野草,野在风雨中,看得见彩虹的璀璨,永远都是大地上那个卧醉田地的世外散者。
乡村里野菜满眼皆是,只要你走出庭院,随便去大地里溜达一圈,准保会与野菜面对面。野菜品种繁多,作为土生土长的乡村人,我对那些司空见惯的野菜连名字都叫不上来,真有些羞愧。
野菜不在田园里生长,却自鸣得意,广阔天地里造就不拘小节的性格,它们总是长出自我的个性。不用大锹小镐的侍弄,野菜不会用外表动情,只在自我天地里怡然喜乐,永远做最快乐的自己。

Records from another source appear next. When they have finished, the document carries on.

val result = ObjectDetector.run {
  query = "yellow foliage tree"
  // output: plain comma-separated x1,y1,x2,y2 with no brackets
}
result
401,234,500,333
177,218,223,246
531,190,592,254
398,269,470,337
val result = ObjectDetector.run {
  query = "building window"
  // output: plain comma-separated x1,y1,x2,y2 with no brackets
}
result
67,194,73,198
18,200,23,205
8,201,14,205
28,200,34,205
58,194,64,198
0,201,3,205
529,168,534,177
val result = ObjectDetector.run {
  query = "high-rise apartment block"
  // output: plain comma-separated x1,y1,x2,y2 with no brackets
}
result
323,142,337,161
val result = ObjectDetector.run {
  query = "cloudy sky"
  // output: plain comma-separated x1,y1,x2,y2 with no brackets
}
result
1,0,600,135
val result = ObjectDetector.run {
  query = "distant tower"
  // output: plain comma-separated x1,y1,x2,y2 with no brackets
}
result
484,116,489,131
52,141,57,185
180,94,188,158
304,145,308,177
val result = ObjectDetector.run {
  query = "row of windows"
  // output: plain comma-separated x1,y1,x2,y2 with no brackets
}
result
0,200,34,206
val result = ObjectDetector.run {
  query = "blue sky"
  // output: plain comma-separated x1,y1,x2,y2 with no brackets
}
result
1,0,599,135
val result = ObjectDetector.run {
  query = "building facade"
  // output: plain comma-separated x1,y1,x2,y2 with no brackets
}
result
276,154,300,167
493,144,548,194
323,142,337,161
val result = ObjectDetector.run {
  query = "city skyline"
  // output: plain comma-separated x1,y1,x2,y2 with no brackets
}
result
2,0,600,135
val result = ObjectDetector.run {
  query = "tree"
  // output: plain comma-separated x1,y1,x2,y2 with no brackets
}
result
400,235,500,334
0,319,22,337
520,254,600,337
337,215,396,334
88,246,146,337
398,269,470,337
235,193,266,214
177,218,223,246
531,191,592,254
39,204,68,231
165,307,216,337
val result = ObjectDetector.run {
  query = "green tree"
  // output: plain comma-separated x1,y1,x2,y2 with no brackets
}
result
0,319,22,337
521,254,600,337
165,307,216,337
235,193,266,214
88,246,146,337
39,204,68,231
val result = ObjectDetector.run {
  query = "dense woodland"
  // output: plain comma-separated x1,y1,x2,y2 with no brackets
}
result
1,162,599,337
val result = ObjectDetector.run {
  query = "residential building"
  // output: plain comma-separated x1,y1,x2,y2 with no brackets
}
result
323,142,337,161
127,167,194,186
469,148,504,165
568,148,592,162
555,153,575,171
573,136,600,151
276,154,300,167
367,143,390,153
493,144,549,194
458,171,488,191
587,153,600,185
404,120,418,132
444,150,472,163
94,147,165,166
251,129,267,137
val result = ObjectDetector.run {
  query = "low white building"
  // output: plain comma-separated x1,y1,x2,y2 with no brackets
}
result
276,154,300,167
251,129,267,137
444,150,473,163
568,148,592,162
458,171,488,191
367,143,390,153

与正统的院菜相比,野菜的野味散发着散漫的情愫,品嚼里仿佛有些许自然的腥浑、土气的微茫以及草稞的暗香。在儿时,乡村中的野菜入不了餐桌,上不了台面,它们只与鸡鸭鹅配餐。母亲常常在大地里撸两把野菜,剁得细碎,拌上剩菜剩饭,家禽们吃得蛮起劲的。多年以后,这些不起眼的野菜,登堂入室,成为餐桌上人们争相抢购的佳肴。
当代女作家张洁写过一篇有关野菜的文章《挖荠菜》,曾是语文课本中热爱生活、热爱大自然的典范。在父母一辈眼中,野菜往往有人们果腹之需的大用处。艰苦岁月里,野菜成为人们眼中大自然的恩赐,是上天对人类的垂怜。每一个生命都有其自身的成长价值,珍视这些生命的存在,也就好比珍视我们人类自身。

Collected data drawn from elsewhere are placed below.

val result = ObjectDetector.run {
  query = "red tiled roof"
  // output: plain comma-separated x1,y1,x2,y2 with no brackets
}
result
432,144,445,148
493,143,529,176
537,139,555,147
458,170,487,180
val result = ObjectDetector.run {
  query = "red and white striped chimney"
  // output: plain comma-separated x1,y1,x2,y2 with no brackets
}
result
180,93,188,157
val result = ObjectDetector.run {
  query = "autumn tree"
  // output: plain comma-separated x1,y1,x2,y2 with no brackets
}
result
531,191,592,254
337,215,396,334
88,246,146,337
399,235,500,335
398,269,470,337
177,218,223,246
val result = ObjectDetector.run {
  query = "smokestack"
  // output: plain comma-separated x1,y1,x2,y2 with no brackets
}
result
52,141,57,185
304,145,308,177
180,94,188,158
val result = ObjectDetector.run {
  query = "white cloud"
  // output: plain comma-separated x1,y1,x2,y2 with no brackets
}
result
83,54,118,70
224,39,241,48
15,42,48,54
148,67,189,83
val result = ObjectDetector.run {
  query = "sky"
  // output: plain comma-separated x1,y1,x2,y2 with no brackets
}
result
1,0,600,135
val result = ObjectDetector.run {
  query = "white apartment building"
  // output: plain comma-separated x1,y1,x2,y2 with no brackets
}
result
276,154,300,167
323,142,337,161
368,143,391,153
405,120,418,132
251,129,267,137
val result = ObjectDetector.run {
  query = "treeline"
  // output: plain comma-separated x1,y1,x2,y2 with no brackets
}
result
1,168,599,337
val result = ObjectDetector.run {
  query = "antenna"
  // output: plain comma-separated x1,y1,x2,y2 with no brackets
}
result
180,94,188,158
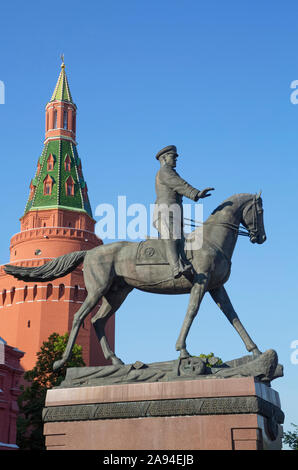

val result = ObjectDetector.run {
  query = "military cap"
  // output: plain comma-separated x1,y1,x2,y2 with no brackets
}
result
155,145,178,160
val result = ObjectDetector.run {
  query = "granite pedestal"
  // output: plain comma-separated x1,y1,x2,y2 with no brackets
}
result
43,376,283,450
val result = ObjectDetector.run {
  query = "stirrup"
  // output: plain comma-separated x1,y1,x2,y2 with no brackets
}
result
173,264,192,279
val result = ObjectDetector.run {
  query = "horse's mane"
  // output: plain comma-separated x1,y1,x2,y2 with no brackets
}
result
207,193,255,221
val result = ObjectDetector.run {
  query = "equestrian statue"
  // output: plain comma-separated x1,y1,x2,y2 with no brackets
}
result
4,146,267,372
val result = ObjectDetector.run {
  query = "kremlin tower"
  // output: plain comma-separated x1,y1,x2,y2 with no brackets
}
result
0,59,115,371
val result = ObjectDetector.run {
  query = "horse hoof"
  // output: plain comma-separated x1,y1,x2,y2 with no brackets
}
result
179,349,190,359
111,356,124,366
252,348,262,357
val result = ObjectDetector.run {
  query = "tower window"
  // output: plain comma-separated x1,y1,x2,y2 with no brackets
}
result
82,184,88,201
43,174,54,195
58,284,65,299
29,181,35,200
1,289,6,306
33,285,38,300
68,110,72,131
63,110,68,129
65,176,74,196
47,284,53,299
64,154,71,172
74,285,79,301
47,154,55,171
10,287,15,304
53,110,57,129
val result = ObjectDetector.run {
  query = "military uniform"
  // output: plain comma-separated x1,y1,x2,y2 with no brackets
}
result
153,145,200,278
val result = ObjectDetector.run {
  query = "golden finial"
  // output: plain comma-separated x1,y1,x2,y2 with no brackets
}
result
61,53,65,69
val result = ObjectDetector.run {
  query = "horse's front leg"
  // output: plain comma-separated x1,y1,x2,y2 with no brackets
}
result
209,285,262,357
176,273,209,358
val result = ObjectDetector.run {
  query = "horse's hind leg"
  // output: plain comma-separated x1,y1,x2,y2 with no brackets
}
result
53,254,114,371
92,285,133,365
53,290,102,371
176,273,209,358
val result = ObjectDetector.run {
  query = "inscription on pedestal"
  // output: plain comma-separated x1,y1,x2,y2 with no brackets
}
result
43,394,284,442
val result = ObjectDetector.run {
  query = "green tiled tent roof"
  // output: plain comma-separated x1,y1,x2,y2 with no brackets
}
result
24,62,93,218
50,63,73,103
24,139,93,218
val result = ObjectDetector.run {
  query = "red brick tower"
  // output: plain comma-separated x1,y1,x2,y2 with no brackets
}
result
0,60,115,371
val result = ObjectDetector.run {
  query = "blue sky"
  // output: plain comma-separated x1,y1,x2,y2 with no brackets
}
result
0,1,297,445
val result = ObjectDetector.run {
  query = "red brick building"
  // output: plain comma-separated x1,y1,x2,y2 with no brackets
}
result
0,60,115,372
0,337,24,450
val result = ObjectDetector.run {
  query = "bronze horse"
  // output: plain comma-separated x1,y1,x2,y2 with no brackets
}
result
4,192,266,370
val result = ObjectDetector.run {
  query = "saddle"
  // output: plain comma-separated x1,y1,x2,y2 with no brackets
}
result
136,237,194,266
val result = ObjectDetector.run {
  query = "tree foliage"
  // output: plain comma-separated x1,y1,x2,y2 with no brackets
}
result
197,352,223,368
283,423,298,450
17,332,85,450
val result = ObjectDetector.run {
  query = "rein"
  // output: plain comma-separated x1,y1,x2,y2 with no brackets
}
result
184,195,261,238
184,218,250,237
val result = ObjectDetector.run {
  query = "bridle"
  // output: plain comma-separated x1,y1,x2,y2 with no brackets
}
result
241,195,263,241
184,194,263,239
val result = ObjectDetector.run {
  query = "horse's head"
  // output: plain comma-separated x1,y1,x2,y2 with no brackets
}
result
241,192,266,244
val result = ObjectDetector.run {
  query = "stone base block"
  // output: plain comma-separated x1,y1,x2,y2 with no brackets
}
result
43,377,284,450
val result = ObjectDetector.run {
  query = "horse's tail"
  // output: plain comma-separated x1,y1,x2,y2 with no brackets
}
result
4,250,87,282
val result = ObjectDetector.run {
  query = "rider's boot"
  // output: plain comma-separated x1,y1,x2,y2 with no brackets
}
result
165,240,192,278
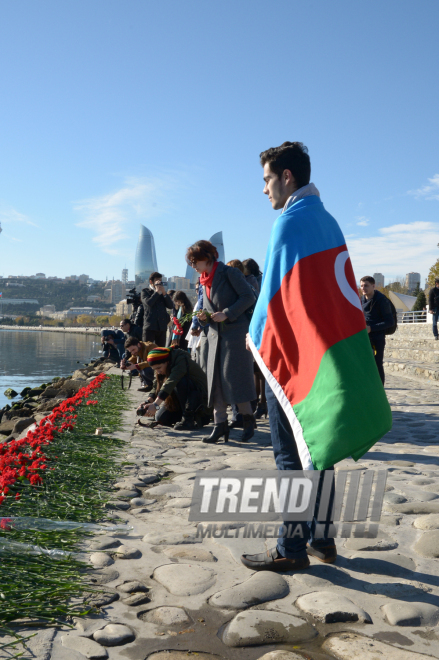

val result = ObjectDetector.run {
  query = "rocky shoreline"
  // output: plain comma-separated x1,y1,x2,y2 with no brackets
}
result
0,359,113,441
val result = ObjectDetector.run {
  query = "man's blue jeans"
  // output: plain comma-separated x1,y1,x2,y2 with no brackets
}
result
433,311,439,338
266,382,335,558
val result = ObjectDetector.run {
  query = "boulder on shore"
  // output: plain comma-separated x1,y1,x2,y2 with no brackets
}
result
4,388,18,398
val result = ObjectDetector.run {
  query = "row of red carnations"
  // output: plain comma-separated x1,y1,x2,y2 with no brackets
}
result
0,373,108,505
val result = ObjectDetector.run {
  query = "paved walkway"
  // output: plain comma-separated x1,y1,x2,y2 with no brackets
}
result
5,370,439,660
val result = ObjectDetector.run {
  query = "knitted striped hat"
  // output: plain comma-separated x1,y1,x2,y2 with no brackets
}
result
147,347,172,365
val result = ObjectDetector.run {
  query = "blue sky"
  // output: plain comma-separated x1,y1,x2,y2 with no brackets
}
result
0,0,438,286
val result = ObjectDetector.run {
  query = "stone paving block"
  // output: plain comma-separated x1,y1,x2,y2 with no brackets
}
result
345,529,397,551
61,634,108,658
348,551,416,576
89,552,114,568
386,501,439,514
413,530,439,557
142,606,191,625
296,590,372,623
115,580,149,593
221,610,317,647
112,544,141,559
256,653,304,660
147,653,221,660
122,592,151,606
143,530,201,545
210,572,289,609
93,624,135,647
153,563,216,596
382,600,439,626
163,546,216,562
362,579,432,599
413,513,439,529
323,632,434,659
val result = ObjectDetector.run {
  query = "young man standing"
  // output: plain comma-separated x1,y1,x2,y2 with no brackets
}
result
140,272,174,346
242,142,391,573
360,276,394,384
428,278,439,340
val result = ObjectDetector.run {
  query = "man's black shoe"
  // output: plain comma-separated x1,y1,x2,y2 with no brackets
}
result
306,542,337,564
241,547,310,572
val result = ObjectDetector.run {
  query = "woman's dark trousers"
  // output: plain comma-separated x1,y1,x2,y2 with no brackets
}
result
155,376,202,427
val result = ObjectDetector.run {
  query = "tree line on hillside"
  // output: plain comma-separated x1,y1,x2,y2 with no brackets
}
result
0,279,113,314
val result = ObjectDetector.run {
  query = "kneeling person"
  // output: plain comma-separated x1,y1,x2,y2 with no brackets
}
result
144,347,208,430
124,337,157,391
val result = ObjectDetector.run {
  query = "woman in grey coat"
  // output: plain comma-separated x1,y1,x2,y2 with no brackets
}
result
186,240,257,443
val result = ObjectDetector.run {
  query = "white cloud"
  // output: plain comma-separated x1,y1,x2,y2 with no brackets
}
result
74,174,180,255
0,205,38,227
356,216,369,227
408,174,439,200
347,221,439,283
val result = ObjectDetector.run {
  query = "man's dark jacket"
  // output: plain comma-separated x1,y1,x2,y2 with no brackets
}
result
124,322,142,341
141,287,173,334
361,290,394,338
429,287,439,312
122,322,142,360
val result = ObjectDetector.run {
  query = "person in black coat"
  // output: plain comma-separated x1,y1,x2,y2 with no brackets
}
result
140,271,174,346
428,278,439,339
360,276,394,385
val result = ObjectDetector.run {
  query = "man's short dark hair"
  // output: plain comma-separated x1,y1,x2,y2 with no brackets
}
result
360,276,375,285
121,318,131,325
125,336,141,348
435,278,439,284
149,272,162,282
260,142,311,188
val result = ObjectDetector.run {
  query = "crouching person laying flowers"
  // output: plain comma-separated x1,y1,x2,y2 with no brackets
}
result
140,347,211,430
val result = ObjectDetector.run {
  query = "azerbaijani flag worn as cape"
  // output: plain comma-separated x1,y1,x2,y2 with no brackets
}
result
249,195,392,471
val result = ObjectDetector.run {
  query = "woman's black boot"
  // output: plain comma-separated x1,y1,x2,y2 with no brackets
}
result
202,421,229,444
254,401,268,419
240,414,255,442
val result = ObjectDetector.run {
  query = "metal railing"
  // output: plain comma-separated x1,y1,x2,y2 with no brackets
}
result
397,310,427,323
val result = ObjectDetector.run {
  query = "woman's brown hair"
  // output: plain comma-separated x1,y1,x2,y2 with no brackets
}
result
186,240,219,266
227,259,244,273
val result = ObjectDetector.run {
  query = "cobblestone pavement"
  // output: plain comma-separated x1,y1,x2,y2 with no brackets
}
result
5,370,439,660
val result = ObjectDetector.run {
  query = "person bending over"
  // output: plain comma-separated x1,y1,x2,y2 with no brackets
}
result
124,337,157,392
141,347,209,430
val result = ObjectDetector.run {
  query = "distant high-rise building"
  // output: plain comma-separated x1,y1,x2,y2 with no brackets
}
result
210,231,225,263
184,230,225,285
405,272,421,292
78,274,89,284
110,280,125,304
135,224,158,284
171,277,191,291
122,268,128,284
373,273,385,288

野菜的价值并非时时表露,搁置野外,它们孤芳自赏,不羡庭院,不妒餐食,活得率性。被需要时,野菜便摇身一变,野菜不野,价如珍宝。家族团聚时,有人提议挖些野菜提提味道,有人附议野菜曾是鸡鸭食,今日身价倍增上餐桌了。其实,在乡村里,人们还是对野菜有着根出其理的看法,野菜还是野菜,与天地为伍,任其自生自灭才是人间正道。困顿时的救急,是它存在的价值,野生天地间,随缘最好。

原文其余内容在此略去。